Nello stesso tempo un battaglione di bersaglieri, dei migliori elementi della guardia Nazionale di Genova, si doveva organizzare in quella città, e sarebbe il primo nucleo delle forze popolari destinate a fiancheggiare colla rivoluzione l'esercito regolare.
Garibaldi applaudì alla proposta e diede senza restrizione la sua adesione; e lieto che ormai la guerra dell'indipendenza era davvero imminente, si ridusse di nuovo nella sua isola di Caprera.
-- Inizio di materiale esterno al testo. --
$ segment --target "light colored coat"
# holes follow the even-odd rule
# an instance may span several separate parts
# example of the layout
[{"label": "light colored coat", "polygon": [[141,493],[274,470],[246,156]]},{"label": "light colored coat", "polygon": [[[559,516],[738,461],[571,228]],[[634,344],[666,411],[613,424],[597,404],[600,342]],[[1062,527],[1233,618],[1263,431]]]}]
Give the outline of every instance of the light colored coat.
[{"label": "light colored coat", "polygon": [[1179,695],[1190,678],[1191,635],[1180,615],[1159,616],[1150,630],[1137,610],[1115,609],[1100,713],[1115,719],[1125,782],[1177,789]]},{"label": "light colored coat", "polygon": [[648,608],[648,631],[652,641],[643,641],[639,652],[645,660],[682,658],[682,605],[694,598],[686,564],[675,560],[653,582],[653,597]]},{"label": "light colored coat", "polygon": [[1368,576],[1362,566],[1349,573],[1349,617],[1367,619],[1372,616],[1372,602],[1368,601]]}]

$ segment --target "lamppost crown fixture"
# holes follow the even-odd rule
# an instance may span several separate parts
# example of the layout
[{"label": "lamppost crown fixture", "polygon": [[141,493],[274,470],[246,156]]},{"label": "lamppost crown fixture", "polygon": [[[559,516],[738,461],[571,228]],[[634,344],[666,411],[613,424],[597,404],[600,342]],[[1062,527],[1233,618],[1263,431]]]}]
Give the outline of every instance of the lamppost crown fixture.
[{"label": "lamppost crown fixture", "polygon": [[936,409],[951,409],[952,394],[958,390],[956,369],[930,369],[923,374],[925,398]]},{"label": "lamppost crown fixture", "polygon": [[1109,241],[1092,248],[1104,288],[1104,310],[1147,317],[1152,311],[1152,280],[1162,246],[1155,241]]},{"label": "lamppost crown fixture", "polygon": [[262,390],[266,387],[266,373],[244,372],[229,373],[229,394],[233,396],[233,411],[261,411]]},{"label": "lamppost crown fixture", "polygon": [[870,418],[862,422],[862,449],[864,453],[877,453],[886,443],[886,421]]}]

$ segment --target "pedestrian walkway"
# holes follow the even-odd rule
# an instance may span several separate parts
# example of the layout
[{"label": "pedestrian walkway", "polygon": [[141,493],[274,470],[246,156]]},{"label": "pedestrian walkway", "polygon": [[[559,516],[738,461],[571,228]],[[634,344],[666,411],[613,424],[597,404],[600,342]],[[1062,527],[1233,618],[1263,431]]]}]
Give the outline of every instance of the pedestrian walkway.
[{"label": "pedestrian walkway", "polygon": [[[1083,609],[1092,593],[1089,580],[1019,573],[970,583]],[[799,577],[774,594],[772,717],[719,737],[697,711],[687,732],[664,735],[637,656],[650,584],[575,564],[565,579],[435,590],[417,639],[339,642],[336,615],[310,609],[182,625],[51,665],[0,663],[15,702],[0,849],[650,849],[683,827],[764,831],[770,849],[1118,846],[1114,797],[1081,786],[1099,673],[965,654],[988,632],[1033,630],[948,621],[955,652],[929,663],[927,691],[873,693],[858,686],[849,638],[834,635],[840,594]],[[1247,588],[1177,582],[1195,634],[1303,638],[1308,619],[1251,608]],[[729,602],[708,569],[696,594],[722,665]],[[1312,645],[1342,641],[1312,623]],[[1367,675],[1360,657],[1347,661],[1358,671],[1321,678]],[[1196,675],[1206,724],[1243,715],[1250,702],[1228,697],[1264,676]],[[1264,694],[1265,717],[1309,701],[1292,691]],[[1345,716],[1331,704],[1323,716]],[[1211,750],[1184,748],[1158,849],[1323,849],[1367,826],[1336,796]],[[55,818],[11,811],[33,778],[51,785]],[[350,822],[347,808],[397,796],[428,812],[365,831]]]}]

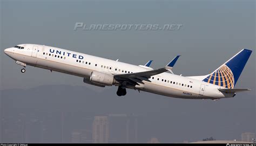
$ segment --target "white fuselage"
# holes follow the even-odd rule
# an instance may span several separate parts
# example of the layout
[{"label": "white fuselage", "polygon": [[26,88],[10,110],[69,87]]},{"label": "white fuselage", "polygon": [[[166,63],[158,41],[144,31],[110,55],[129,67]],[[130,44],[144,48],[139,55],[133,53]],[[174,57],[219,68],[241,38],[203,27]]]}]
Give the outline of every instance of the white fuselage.
[{"label": "white fuselage", "polygon": [[[54,47],[36,44],[21,44],[24,49],[15,47],[5,53],[15,60],[26,65],[89,79],[92,71],[113,75],[152,69]],[[135,87],[127,87],[165,96],[193,99],[219,99],[231,98],[218,89],[223,87],[200,80],[165,72],[151,77]],[[113,85],[118,86],[118,84]]]}]

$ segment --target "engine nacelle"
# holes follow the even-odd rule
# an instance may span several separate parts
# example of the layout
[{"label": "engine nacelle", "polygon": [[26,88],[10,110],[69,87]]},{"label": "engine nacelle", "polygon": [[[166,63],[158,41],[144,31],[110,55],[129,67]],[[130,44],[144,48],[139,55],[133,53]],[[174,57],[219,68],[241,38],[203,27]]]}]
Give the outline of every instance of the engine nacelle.
[{"label": "engine nacelle", "polygon": [[85,82],[86,84],[90,84],[90,85],[94,85],[94,86],[100,87],[105,87],[105,85],[92,82],[90,81],[89,79],[87,79],[87,78],[84,78],[84,82]]},{"label": "engine nacelle", "polygon": [[116,82],[113,75],[97,71],[91,72],[90,81],[105,86],[112,86]]}]

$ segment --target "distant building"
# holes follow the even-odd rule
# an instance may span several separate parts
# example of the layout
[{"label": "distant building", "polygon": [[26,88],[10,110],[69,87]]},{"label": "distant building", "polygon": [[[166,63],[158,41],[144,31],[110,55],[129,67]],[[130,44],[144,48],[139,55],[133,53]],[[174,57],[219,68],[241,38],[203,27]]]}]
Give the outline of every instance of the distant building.
[{"label": "distant building", "polygon": [[109,143],[137,143],[137,117],[124,114],[109,115]]},{"label": "distant building", "polygon": [[81,143],[90,143],[92,142],[92,131],[86,129],[80,130]]},{"label": "distant building", "polygon": [[95,116],[92,126],[92,142],[108,143],[109,121],[107,116]]},{"label": "distant building", "polygon": [[244,142],[252,142],[255,138],[255,134],[251,133],[244,133],[241,135],[241,141]]},{"label": "distant building", "polygon": [[160,142],[157,138],[153,137],[148,141],[147,143],[160,143]]},{"label": "distant building", "polygon": [[41,143],[42,141],[42,122],[38,119],[31,119],[26,124],[25,142]]},{"label": "distant building", "polygon": [[71,142],[79,143],[81,142],[81,133],[78,130],[74,130],[71,133]]},{"label": "distant building", "polygon": [[183,141],[183,143],[188,143],[188,141],[185,140]]}]

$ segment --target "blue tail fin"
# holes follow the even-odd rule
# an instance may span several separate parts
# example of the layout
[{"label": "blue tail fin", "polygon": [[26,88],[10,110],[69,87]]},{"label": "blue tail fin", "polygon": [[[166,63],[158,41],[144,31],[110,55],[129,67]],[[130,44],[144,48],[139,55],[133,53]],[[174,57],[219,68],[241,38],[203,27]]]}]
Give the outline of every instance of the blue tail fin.
[{"label": "blue tail fin", "polygon": [[243,49],[217,69],[209,74],[204,81],[233,89],[239,78],[252,51]]}]

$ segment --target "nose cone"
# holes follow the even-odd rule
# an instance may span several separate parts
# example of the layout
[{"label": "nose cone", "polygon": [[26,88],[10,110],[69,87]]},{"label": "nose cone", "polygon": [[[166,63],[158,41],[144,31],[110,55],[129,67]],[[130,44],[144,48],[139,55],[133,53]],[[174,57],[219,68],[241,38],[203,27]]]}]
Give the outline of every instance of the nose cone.
[{"label": "nose cone", "polygon": [[12,48],[10,47],[10,48],[8,48],[5,49],[4,50],[4,53],[5,53],[5,54],[6,54],[7,55],[10,57],[10,55],[12,52]]},{"label": "nose cone", "polygon": [[7,48],[5,48],[4,50],[4,53],[6,53],[7,52]]}]

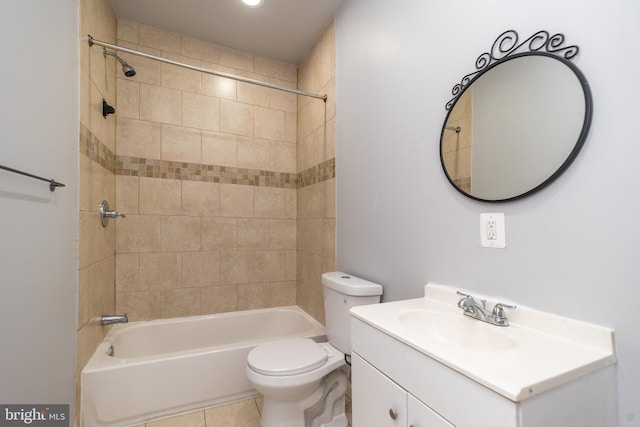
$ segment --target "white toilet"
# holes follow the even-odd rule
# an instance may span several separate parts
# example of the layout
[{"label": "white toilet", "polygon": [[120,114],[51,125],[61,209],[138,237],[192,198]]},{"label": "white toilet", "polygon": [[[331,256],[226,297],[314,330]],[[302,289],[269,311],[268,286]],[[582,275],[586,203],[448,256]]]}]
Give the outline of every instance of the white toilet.
[{"label": "white toilet", "polygon": [[247,378],[264,396],[261,427],[346,427],[349,309],[380,302],[382,286],[339,271],[322,275],[329,342],[290,338],[256,346]]}]

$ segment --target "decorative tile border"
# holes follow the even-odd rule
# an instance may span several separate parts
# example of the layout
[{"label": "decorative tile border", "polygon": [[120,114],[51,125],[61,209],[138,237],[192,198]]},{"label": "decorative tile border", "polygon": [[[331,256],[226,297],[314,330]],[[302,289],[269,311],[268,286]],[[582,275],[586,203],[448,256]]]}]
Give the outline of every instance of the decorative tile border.
[{"label": "decorative tile border", "polygon": [[182,181],[217,182],[257,187],[303,188],[336,176],[335,158],[300,173],[272,172],[201,163],[116,156],[85,126],[80,127],[80,152],[116,175]]},{"label": "decorative tile border", "polygon": [[170,160],[141,159],[128,156],[116,156],[115,174],[179,179],[182,181],[253,185],[257,187],[298,188],[298,177],[295,173],[270,172]]}]

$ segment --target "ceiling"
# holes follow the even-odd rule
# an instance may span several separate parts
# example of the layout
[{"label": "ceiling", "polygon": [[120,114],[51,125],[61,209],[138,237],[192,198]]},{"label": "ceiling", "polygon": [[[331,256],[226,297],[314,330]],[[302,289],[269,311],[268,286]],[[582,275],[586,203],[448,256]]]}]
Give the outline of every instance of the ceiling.
[{"label": "ceiling", "polygon": [[118,18],[290,64],[300,63],[344,0],[111,0]]}]

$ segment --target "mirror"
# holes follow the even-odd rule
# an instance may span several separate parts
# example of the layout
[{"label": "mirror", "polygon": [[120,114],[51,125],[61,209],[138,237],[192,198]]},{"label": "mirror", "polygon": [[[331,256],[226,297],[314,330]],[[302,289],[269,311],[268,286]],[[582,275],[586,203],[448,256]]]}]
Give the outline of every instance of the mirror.
[{"label": "mirror", "polygon": [[575,159],[591,123],[589,86],[570,61],[578,47],[562,47],[564,36],[546,31],[517,39],[515,31],[501,34],[447,103],[442,166],[476,200],[515,200],[550,184]]}]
Ma l'accalcarsi crescente dei volontari in Piemonte, consigliò il Conte di Cavour di pensare ad altro mezzo per potere più efficacemente trar profitto di Garibaldi. Infatti il 2 marzo 1859 il generale fu chiamato a Torino dal Re. Le parole di quel dialogo tra il Re Galantuomo e l'eroe popolare andarono perdute; ma il senso ne fu presto palese. Gli si volle dare una parte più diretta ed importante sul teatro della guerra.
Tornato Garibaldi a Genova, convocò i suoi più intimi, Medici, Sacchi, Bixio e diede loro quest'annunzio: "Ho veduto Vittorio Emanuele; credo che il giorno di ripigliare le armi non sia lontano; state pronti; io spero di poter fare ancora qualche cosa con voi"!
Fu deciso di ordinare tutta quella valorosa gioventù - che da ogni regione della penisola conveniva in Piemonte - in corpi speciali, che stessero a fianco dell'esercito, come rappresentanti dell'elemento popolare e rivoluzionario di Italia, disciplinati in ordinata milizia, ubbidienti al suo capo, e soggetta al Comando supremo.
Da questo concetto nacquero i Cacciatori delle Alpi.